Here you can see there isn't really a large difference in the time it takes to sell a 4wd and non-4wd vehicle, even though there are far more 4wd vehicles listed.


In [9]:
# Group the car_ad_data by transmission type
transmission_grouped = car_ad_data.groupby('transmission').size().reset_index(name='count')

# Plot the data using Plotly Express
fig3 = px.bar(transmission_grouped, x='transmission', y='count',
             labels={'transmission': 'Transmission Type', 'count': 'Number of Vehicles'},
             title='Number of Vehicles by Transmission Type')
             
# Set x-axis title
fig3.update_xaxes(title='Transmission Type')

# Set y-axis title
fig3.update_yaxes(title='Number of Vehicles')

The vast majortiy of cars sold were automatic which suggests that peopole are happier with other transmission types or that far more automatic car are produced. 

In [10]:
# Group the data by 'model_year' and calculate the average price for each year
average_price_by_year = car_ad_data.groupby('model_year')['price'].mean().reset_index()

# Create a line graph to show the average price of cars sold each year
fig = px.line(average_price_by_year, x='model_year', y='price', 
              labels={'model_year': 'Year', 'price': 'Average Price'},
              title='Average Price of Cars Sold by Model Year')

# Set x-axis title
fig.update_xaxes(title='Year')

# Set y-axis title
# Extract month from 'date_posted' column and create a new column called 'month'
car_ad_data['month'] = car_ad_data['date_posted'].dt.month

# Display the first few rows of the updated DataFrame to verify the changes
st.write(car_ad_data.head())
fig.update_yaxes(title='Average Price')

2024-05-08 17:10:46.976 
  command:

    streamlit run C:\Users\Darth Piggyus\AppData\Roaming\Python\Python312\site-packages\ipykernel_launcher.py [ARGUMENTS]


On average it appears cars from 1950-70 sell for a much higher price than other ears.
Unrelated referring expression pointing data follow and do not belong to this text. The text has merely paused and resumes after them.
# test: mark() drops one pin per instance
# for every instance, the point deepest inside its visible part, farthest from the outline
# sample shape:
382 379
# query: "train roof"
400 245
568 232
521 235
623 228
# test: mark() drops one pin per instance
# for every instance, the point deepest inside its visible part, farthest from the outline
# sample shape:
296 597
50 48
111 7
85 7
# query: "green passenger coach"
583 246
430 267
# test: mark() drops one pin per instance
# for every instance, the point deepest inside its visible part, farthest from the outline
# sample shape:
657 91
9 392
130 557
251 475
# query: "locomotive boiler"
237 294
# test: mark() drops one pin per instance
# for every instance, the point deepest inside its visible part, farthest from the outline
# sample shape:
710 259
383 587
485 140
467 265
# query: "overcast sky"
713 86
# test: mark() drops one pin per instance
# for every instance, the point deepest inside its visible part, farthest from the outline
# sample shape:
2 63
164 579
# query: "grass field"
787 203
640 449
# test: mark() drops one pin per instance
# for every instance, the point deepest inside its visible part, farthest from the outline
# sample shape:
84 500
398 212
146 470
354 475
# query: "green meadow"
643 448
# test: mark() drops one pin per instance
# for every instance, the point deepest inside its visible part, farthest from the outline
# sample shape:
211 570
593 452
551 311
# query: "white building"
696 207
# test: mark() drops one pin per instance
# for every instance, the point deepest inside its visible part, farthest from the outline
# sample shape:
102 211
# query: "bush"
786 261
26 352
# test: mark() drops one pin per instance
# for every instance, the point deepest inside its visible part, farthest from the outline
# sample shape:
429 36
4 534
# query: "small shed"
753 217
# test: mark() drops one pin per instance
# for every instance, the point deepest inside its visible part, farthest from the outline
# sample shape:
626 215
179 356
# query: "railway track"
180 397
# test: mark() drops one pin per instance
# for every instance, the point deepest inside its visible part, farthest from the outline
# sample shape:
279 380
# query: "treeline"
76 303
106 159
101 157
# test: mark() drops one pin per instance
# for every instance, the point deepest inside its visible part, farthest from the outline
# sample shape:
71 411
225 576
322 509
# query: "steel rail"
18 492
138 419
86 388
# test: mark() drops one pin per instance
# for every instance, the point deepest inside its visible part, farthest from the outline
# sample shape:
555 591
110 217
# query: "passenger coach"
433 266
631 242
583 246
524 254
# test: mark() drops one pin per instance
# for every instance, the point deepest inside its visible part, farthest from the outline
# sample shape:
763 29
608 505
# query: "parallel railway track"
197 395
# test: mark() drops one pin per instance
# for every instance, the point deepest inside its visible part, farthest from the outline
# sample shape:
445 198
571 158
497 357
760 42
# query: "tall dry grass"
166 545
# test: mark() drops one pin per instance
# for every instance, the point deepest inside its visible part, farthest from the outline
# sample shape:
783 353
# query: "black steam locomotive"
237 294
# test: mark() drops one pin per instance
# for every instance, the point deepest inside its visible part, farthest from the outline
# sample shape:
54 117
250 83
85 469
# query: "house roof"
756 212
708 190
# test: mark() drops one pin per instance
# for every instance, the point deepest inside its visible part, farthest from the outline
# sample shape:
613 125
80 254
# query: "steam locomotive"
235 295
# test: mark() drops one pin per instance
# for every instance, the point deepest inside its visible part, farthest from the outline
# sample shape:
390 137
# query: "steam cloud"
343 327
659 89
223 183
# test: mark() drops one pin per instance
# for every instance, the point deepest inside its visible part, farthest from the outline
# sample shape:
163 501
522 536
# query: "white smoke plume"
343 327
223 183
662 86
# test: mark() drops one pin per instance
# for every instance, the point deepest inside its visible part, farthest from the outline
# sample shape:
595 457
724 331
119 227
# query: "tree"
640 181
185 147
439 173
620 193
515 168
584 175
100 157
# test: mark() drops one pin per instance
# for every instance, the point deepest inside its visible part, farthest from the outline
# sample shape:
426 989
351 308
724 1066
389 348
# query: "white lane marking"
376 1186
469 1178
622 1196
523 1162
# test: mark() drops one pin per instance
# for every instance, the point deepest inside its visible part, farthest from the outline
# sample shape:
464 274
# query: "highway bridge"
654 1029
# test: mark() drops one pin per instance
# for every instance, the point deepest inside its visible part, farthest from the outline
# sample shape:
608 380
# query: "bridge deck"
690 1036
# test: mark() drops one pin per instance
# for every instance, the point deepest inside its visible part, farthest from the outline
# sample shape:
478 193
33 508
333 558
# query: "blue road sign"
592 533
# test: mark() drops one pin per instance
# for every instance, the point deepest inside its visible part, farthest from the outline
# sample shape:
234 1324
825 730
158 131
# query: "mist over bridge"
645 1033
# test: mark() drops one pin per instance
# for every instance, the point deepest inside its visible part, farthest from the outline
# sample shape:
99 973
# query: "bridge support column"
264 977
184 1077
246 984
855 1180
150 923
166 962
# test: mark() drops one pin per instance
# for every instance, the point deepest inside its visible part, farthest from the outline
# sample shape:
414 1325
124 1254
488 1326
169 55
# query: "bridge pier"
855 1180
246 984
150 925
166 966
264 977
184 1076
However you do begin to see the price creep higher as the model year gets closer to the present.

In [11]:
# Extract month from 'date_posted' column and create a new column called 'month'
car_ad_data['month'] = car_ad_data['date_posted'].dt.month

color_palette = px.colors.qualitative.Alphabet[:19]

# Group the car_ad_data by maker and month
grouped_data = car_ad_data.groupby(['maker', 'month']).size().reset_index(name='count')

# Plot a histogram showing the number of cars listed by each maker each month
fig4 = px.histogram(grouped_data, x='month', y='count', color='maker',
                   labels={'count': 'Month', 'month': 'Month', 'maker': 'Car Maker'},
                   title='Number of Cars Listed by Each Maker Each Month',
                   barmode='group', nbins=12, color_discrete_sequence=color_palette)

# Set x-axis title
fig4.update_xaxes(title='Month')

# Set y-axis title
fig4.update_yaxes(title='Number of Listings')

This plot shows that Ford and Chevrolet far exceed other makers in the volume of used vehicles sold month after month.


**Conclusion**

Looking at the initial data it seems ford and chevy cars are the most popular and almost all of them are automatic 4wd vehicles. Listings throughout the year seem pretty consistant but drop noticably across the board in the 4th month.